Bob Stevens, photo editor of the supermarket tabloid The Sun, was hospitalized Tuesday with what was diagnosed as inhalation anthrax and was reported to be gravely ill. The Lantana, Fla., man's identity was released by the tabloid's publishing company.

Anthrax has been developed by some countries as a possible biological weapon. But the disease can be contracted naturally, often from livestock or soil. Officials said the Florida man is an avid outdoorsman.

The most recent previous U.S. case of anthrax was earlier this year in Texas. But that was the more common skin form, not inhalation anthrax, an especially lethal form in which the disease settles in the lungs.

"We will develop a very intense investigation of this case," Koplan said. "We are in a period of heightened risk and concern in this country. It's our responsibility to make sure people know what is going on and we control it as quickly as possible."

CDC investigators were dispatched to both Florida and North Carolina, since Stevens was said to have visited Duke University in Durham, N.C., about a week ago. The FBI is also investigating.

The CDC already has canvassed hospitals and health departments in those states and found no one else with similar symptoms, the CDC chief said.

"There's no person-to-person spread of this disease. Individuals in contact with this sick person wouldn't have caught it from him," Koplan said. "There is no evidence of other cases within the communities this gentleman has been in."

Symptoms of inhalation anthrax usually start within seven days of breathing in the bacterial spores. Dr. Steve Wiersma, a Florida Health Department epidemiologist, said authorities are certain the man contracted the disease in Florida.

Koplan said the patient has no digestive ills that would indicate the anthrax came from drinking contaminated water, and no skin symptoms from direct contact with the germ. But as for the possibility that he got anthrax from deliberately contaminated air, Koplan said: "We are aggressively investigating this case."

At a news conference at the White House, U.S. Health and Human Services Secretary Tommy Thompson declared: "This is an isolated case and it's not contagious." He, too, said there was no evidence the case resulted from bioterrorism.

Fears that terrorists may have been planning an airborne chemical or biological attack were raised last month when it learned that a group of Middle Eastern men — including one of the hijackers in the attack on the World Trade Center — had asked a lot of questions about a crop-duster at an airfield in Belle Glade, which is about 40 miles inland from Lantana.

Because of those fears, the government grounded all crop-dusters across the country for a few days after the Sept. 11 terrorist attacks.

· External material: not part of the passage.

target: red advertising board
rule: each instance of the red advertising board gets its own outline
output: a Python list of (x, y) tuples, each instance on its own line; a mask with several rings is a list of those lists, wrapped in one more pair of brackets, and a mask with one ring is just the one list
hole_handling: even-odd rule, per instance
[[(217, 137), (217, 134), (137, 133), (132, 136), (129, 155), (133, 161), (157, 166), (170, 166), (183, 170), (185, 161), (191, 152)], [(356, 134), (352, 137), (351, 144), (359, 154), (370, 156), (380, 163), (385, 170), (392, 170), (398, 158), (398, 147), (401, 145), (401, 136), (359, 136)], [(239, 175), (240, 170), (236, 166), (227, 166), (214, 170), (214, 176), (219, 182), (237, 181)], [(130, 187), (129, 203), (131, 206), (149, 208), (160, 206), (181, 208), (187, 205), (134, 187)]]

During the 20th century, only 18 cases of inhaled anthrax were reported in the United States, the most recent in 1976.

In North Carolina, Debbie Crane, spokeswoman for the state Department of Health and Human Service, said: "Anthrax occurred before Sept. 11. And it will occur in the future. The presence of a case of anthrax does not necessarily mean that some evildoer has done something horrible."

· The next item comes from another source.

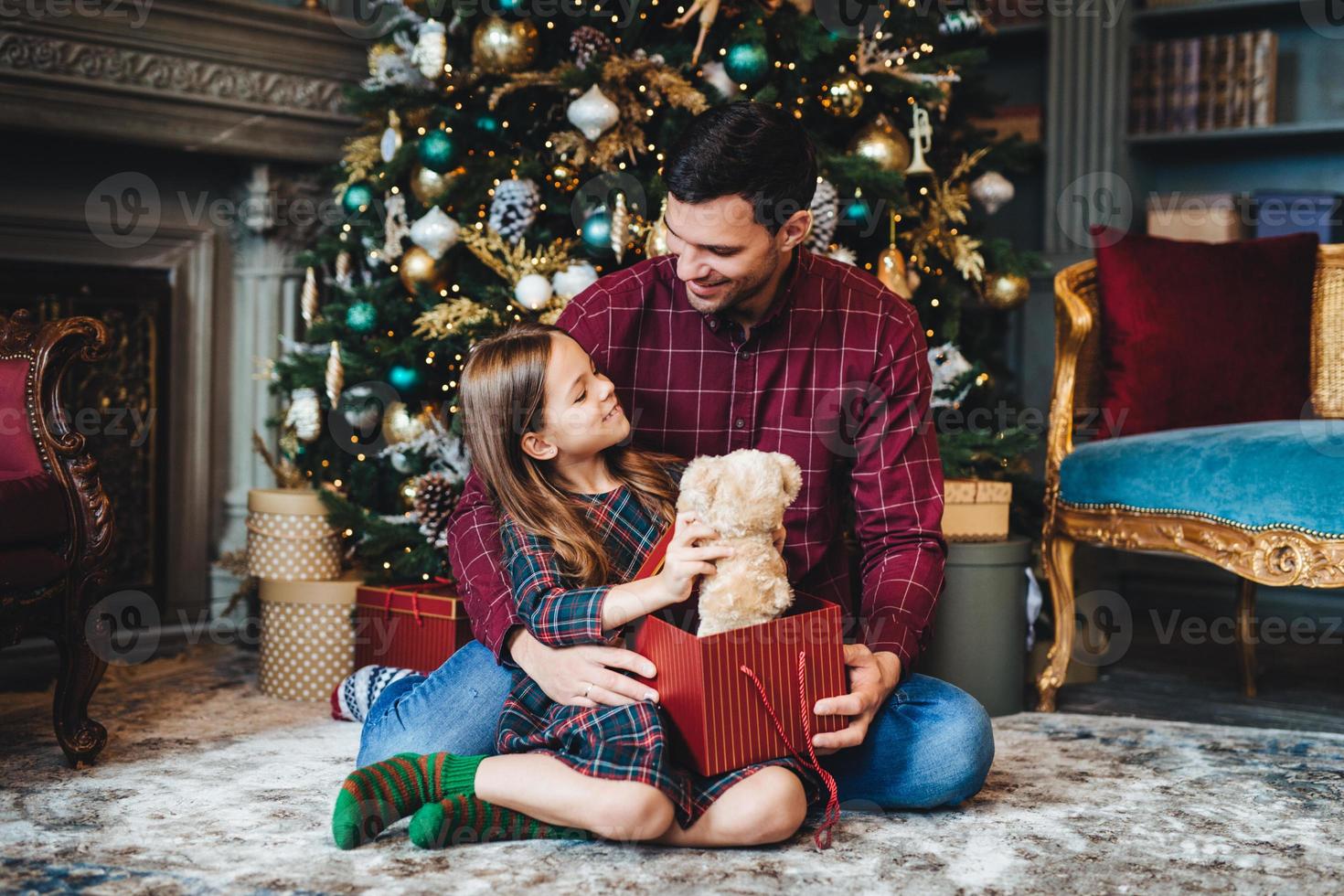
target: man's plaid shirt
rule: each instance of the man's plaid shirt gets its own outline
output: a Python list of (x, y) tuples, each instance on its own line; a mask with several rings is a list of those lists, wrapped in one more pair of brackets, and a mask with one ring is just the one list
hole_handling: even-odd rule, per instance
[[(798, 462), (802, 490), (784, 517), (790, 580), (848, 607), (848, 633), (896, 653), (905, 672), (927, 642), (946, 556), (923, 329), (870, 274), (794, 253), (778, 301), (746, 339), (727, 317), (691, 308), (675, 255), (602, 277), (558, 324), (616, 383), (636, 443), (687, 459), (754, 447)], [(857, 607), (841, 539), (847, 498), (862, 552)], [(521, 619), (474, 473), (448, 543), (473, 631), (499, 657)]]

Koplan said the disease may actually be more common but goes undetected. The latest case may have come to attention only because of heightened concern about its use as a possible weapon of mass destruction, he said.

"What might have been tossed off as an undetermined bacterium was sent on to a state lab, where people recently received training in detecting anthrax," he said. "It is a possible answer, which is an improved detection system."

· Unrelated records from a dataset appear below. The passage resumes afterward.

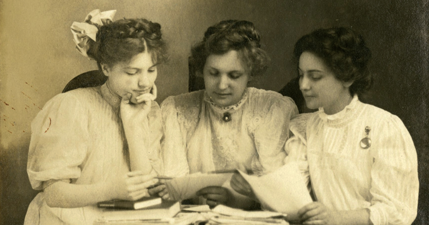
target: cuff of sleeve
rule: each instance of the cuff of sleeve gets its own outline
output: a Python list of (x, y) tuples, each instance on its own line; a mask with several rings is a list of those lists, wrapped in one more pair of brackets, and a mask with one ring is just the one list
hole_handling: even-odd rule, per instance
[(66, 182), (69, 184), (71, 181), (69, 179), (62, 179), (61, 180), (49, 180), (49, 181), (43, 181), (42, 187), (43, 187), (43, 189), (47, 187), (48, 186), (51, 185), (51, 184), (57, 183), (58, 181), (61, 181), (63, 182)]
[(366, 207), (369, 211), (369, 220), (373, 225), (387, 224), (387, 215), (379, 204)]

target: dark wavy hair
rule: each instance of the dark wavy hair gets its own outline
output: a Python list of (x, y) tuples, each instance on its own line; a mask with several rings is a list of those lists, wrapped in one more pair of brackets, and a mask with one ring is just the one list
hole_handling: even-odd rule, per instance
[(222, 21), (208, 27), (202, 41), (192, 48), (190, 62), (196, 71), (202, 73), (208, 56), (235, 50), (250, 68), (251, 76), (261, 74), (268, 68), (269, 58), (261, 48), (260, 39), (260, 34), (251, 22)]
[(364, 94), (372, 86), (373, 78), (367, 66), (371, 50), (363, 37), (353, 30), (347, 27), (316, 30), (295, 44), (293, 56), (297, 63), (305, 51), (321, 58), (338, 80), (353, 81), (349, 88), (352, 96)]
[(145, 19), (124, 19), (102, 26), (97, 33), (96, 42), (91, 45), (88, 56), (101, 64), (111, 66), (131, 60), (146, 50), (155, 63), (167, 59), (166, 45), (161, 38), (161, 25)]

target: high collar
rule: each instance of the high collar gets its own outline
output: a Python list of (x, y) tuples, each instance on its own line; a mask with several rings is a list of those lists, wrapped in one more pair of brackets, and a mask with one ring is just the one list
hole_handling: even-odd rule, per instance
[(240, 108), (244, 102), (246, 101), (246, 100), (247, 100), (248, 95), (248, 89), (246, 88), (244, 90), (244, 92), (243, 93), (243, 97), (242, 97), (241, 100), (237, 103), (228, 106), (221, 106), (213, 102), (211, 99), (210, 98), (210, 97), (207, 95), (207, 92), (205, 91), (204, 91), (203, 100), (204, 101), (208, 103), (208, 104), (210, 105), (211, 108), (215, 111), (223, 113), (226, 112), (235, 111)]
[(353, 98), (348, 105), (347, 105), (343, 110), (332, 115), (327, 115), (325, 113), (323, 108), (319, 108), (319, 117), (323, 121), (331, 124), (338, 124), (345, 120), (347, 120), (352, 116), (353, 113), (353, 110), (356, 107), (356, 105), (359, 102), (359, 99), (357, 95), (353, 96)]
[(101, 86), (100, 89), (101, 91), (101, 95), (106, 101), (113, 108), (119, 107), (122, 99), (119, 95), (110, 90), (107, 85), (107, 82)]

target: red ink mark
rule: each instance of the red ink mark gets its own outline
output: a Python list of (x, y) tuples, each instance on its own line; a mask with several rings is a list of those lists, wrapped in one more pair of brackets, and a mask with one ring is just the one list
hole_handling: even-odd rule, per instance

Anthrax causes pneumonia, and patients are treated with antibiotics. There is also a vaccine to prevent of the disease, but it is available only to the military now.

Dr. Larry Bush, an infectious-disease specialist at JFK Medical Center in Atlantis, said the patient there was on a ventilator. "He's critically ill. Hopefully he'll respond to treatment," Bush said.

White House spokesman Ari Fleischer said that President Bush has been notified of the case. Fleischer said Health and Human Services has been working on plans for years in case of an outbreak, and "a series of protections have been put into place."